【会計処理メモ】現代美術作品の制作展示報酬と源泉徴収義務
はじめに、今回は確定的な結論はありません。
所得税法上、源泉徴収が必要な報酬・料金等は限定列挙されています。
セミナー講師個人に対する謝礼や弁護士や税理士個人に対する料金などがよく知られています。
その中で、アートや美術に関わる区分といえば、特に「デザインの報酬」と「著作権の使用料」です。
ただ、「デザインの報酬」は、製品やインテリアといった工業・商業デザインに限られています。
そのため、よりアートや美術という観点で複雑に関わってくるのは、「著作権の使用料」です。
国税庁が毎年出している「源泉徴収のあらまし」において、「著作権の使用料」として列挙されている具体例としては、映画の原作料や著作物の放送等があります。
その多くは、JASRAC等の管理団体が著作権を管理しているため、源泉徴収が必要な報酬に該当しません(源泉徴収義務はほぼ対個人であるため)。
ただ、美術の世界では、世間が周知の管理団体がないこともあり、制作者個人が著作権を持っていることのほうが多いのです。
そうなると、そのアーティストフィーは、著作物の展示に対する報酬となり、源泉徴収が必要となります。
ここで問題になってくるのは、著作権の根拠となる著作権法が古典的な絵画や彫刻などを対象として想定している一方、現代美術(現代アート)での実体を伴わない展示手法等をそもそも想定していないことにあります。
極端な例にはなりますが、有名なところでマルセル・デュシャンという芸術家の「泉」という作品があります。
この作品は、男性小便器にデュシャンのサインを書き入れただけのものです。
既製品を展示し、それを選択した意味を解釈することにアート性を見出しているわけですが、ここに著作権は発生しているといえるでしょうか?
裁判となった事例もあります。
金魚電話ボックス盗作裁判です。
この裁判例にもありますが、現代アートと著作権の関係は個別ケースで判断する必要があるのです。
ここから話を所得税の源泉徴収に戻します。
芸術家に絵画を制作してもらい、展示したとします。

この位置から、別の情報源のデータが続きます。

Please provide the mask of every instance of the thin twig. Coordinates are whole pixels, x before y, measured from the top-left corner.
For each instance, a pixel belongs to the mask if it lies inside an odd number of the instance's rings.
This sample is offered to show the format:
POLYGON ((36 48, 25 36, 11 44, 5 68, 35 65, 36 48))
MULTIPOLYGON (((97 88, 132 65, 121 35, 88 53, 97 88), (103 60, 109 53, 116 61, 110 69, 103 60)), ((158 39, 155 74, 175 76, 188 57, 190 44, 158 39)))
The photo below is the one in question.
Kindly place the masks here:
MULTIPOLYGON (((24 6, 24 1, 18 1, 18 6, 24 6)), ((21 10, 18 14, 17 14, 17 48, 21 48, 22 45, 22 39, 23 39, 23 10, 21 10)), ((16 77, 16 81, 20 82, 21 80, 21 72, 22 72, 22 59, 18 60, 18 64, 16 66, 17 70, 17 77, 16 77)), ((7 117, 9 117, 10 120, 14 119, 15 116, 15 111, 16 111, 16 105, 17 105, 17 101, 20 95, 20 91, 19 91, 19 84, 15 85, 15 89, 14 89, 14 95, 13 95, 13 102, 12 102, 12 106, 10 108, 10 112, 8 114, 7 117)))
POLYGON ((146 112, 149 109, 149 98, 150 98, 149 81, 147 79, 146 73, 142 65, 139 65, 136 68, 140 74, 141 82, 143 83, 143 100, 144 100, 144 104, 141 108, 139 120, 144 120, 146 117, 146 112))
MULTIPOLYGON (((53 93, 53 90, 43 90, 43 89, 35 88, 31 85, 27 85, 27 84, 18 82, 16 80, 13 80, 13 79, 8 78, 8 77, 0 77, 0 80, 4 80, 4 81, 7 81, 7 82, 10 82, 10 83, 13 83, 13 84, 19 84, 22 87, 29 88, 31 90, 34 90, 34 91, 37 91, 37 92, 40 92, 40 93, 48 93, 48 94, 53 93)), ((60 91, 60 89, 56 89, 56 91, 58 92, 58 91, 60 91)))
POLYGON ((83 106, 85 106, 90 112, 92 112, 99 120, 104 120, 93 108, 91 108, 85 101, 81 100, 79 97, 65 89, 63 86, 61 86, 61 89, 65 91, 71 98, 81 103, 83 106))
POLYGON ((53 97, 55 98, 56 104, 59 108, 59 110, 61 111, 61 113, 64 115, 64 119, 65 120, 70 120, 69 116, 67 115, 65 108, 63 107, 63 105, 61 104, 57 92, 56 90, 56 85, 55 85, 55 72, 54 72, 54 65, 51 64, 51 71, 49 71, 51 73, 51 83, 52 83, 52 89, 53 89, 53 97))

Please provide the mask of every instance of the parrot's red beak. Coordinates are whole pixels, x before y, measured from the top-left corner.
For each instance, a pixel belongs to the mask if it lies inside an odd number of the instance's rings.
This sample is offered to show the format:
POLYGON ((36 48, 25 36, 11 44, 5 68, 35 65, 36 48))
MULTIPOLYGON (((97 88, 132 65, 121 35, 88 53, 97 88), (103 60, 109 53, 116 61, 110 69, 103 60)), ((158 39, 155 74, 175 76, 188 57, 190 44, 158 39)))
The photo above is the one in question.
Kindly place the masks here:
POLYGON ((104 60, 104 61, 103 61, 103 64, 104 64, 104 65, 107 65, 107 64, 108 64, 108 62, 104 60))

そして、その芸術家にその対価として、報酬を支払いました。これは明確に「著作権の使用料」として源泉徴収が必要です。
一方、芸術家に現代アートを制作してもらい、展示したとします。
そして、その芸術家にその対価として、報酬を支払いました。
行為としては上と同じなのですが、急にここで現代アートの著作物性を考える必要があるわけです。
税の専門家で、かつ現代アートの専門家の登場が望まれます。そうでないとほぼお手上げです。